Tuesday, November 24, 2009

1 in 4 Native kids growing up in Poverty

"Today for the first time in history, the largest group of Americans living in poverty are children. One in five children live in the most abject, dangerous, hopeless, back-breaking, gut-wrenching poverty any of us could imagine. One in five, and they're children. If fidelity to freedom of democracy is the code of our civic religion, then surely the code of our humanity is faithful service to that unwritten commandment that says we shall give our children better than we ourselves received." - West Wing

I am using this quote as an intro to a story that came out yesterday that says 1 in 10 children in Canada are living in poverty. What is also says that 1 in 4 native children are living in poverty. 1 in 4!

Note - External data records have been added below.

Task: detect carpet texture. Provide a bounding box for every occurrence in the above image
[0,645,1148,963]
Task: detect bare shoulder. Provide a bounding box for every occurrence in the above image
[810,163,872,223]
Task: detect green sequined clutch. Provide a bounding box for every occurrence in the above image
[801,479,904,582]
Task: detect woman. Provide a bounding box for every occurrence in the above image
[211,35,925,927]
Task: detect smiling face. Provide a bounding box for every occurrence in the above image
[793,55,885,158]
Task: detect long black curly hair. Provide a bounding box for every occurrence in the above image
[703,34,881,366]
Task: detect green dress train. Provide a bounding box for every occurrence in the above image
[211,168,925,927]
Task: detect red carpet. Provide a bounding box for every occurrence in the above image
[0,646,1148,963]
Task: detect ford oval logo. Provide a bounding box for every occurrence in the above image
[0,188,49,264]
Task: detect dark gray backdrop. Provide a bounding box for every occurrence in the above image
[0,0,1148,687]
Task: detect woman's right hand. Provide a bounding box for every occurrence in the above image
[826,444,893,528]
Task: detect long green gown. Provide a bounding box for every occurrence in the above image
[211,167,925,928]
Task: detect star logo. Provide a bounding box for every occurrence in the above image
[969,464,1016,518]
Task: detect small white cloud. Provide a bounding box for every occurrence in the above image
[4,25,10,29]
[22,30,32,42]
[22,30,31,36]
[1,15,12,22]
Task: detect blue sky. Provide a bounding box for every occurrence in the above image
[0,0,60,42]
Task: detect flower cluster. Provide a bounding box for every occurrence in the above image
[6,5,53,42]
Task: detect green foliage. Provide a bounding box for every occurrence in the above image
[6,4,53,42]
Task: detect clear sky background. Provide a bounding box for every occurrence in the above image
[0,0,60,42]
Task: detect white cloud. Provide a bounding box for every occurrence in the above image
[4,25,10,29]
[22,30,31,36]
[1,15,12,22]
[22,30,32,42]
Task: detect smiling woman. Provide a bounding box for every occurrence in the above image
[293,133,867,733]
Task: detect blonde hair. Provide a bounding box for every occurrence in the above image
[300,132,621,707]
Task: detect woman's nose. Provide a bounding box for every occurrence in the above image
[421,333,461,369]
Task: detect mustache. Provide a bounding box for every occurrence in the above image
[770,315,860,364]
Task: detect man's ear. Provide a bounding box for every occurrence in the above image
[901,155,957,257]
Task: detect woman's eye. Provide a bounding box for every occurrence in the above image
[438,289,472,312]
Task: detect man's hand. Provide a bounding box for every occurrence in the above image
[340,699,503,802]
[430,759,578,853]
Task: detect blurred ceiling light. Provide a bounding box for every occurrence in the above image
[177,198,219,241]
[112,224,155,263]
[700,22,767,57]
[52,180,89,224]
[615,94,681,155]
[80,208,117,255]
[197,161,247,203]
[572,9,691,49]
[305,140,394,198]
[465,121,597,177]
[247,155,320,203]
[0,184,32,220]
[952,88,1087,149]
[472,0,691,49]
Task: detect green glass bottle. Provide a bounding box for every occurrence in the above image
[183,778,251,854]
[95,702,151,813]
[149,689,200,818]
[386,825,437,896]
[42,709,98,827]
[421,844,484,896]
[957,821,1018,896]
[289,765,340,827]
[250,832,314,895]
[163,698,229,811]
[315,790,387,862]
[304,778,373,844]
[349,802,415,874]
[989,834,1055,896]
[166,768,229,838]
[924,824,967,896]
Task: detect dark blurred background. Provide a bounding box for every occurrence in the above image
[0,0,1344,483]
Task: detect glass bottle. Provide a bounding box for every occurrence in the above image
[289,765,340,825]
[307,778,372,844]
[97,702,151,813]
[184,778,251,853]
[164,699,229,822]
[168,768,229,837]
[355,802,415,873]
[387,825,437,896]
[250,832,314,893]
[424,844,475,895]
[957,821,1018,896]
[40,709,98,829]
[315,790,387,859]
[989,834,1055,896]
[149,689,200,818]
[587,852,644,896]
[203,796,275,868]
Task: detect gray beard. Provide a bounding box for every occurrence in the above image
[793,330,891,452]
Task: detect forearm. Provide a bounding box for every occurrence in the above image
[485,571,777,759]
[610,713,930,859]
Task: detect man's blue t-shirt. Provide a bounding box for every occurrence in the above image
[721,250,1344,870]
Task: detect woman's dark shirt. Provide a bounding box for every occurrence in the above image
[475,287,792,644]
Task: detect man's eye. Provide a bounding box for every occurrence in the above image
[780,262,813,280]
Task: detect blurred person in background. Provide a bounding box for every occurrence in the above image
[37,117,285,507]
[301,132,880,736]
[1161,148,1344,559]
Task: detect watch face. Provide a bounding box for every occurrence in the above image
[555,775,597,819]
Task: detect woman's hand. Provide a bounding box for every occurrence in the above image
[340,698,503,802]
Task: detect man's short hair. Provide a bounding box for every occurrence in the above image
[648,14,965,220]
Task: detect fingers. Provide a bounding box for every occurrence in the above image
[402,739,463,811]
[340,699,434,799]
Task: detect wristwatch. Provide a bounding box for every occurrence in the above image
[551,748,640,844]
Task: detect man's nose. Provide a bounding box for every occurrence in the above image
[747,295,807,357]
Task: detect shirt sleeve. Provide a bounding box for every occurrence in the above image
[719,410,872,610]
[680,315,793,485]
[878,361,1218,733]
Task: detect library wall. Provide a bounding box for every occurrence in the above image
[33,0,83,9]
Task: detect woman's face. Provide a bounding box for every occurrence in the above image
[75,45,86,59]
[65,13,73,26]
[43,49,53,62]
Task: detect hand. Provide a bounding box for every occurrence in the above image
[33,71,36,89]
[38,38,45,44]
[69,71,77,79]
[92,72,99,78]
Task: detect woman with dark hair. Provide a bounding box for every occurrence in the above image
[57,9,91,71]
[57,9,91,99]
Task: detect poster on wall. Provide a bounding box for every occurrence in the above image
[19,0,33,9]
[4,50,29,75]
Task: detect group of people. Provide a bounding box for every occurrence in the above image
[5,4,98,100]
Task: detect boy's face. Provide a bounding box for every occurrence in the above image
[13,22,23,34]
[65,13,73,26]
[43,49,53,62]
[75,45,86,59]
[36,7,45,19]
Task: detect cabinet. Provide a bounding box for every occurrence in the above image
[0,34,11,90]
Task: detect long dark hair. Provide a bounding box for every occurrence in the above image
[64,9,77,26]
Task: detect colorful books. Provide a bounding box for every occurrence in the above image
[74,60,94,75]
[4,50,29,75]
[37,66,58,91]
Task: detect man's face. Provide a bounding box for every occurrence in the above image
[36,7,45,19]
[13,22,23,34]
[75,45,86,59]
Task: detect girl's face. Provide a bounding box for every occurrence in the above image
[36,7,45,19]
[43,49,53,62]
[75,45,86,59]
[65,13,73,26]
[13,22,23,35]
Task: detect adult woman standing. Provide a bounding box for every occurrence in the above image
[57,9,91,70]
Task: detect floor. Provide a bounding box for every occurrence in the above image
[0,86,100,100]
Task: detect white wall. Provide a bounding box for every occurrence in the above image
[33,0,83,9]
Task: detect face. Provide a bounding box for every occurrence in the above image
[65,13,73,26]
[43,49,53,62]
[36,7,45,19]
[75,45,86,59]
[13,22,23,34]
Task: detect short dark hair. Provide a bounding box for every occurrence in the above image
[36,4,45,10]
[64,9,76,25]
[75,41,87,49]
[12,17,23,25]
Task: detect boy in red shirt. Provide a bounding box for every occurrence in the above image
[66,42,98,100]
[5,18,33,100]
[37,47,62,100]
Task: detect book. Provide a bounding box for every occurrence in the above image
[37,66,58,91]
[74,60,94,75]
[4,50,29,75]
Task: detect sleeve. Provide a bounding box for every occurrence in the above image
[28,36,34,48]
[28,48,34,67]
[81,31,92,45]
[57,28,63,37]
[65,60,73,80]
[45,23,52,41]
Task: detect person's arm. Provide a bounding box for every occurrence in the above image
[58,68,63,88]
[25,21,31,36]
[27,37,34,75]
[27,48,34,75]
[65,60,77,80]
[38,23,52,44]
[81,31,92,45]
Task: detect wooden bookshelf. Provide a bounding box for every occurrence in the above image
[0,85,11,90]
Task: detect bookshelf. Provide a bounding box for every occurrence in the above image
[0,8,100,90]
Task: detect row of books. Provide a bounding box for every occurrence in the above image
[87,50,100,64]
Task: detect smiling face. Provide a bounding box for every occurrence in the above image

We need to be crying out against this. Writing our government, our band councils, amnesty international, whomever we can that might help fix this. Most importantly, we have to work to fix it ourselves. Our voices count, our vote counts. We are suppose to give our children more then we have. We need to finish school, we need to get jobs that afford us a standard of living that isn't poverty. We need to help our families. We need to expect more of ourselves, we need to be responsible for ourselves, our choices, our people. It isn't all external forces that cause this statistic. External forces are most assuradly a part of it, but not entirely.

How do we change this statistic? How do we ensure our children have better then we ourselves had???

Monday, November 23, 2009

CBC Radio - Native Kids in care - Broken promises

Child Welfare - Native Kids

Two decades ago, Canada signed on to the United Nations Convention for the Rights of the Child. It acknowledged that all children have the right to be safe and protected from harm, cared for, nurtured, and heard.

It's a commitment to children that critics say Canada has ignored.
Their case in point. One in ten Canadian children live in poverty and a lot of those children live on reserves. And it's being alleged that those kids do not have the same access to health care, education and other services as children living off reserves.

The Assembly of First Nations and the First Nations Child and Family Caring Society have filed a human rights complaint, saying this is blatant discrimination.
A tribunal had been scheduled to begin hearings into the complaint last week. But those hearings have now been postponed until January 18th, a delay that further frustrates those making the complaint.

Cindy Blackstock is one of them. She is the Executive Director of the First Nations Child and Family Caring Society. She is to be awarded the Economic Justice Fellowship today from The Atkinson Charitable Foundation. She was in Montreal. And Carolyn Buffalo is Chief of the Montana Cree Nation in Hobbema, Alberta and mother of Noah.

We invited Chuck Strahl, the Minister of Indian and Northern Affairs Canada and Janis Tarchuk, Alberta's Minister of Children and Youth Services to appear on the program. They both declined our invitation.

We also invited federal Health Minister Leona Aglukkaq but received no response. Ottawa has responded to the Human Rights complaint by arguing the Tribunal does not have jurisdiction to hear the matter because the federal government is the funder of the services and not the provider. The government will be in Federal Court in January to try and stop the Tribunal.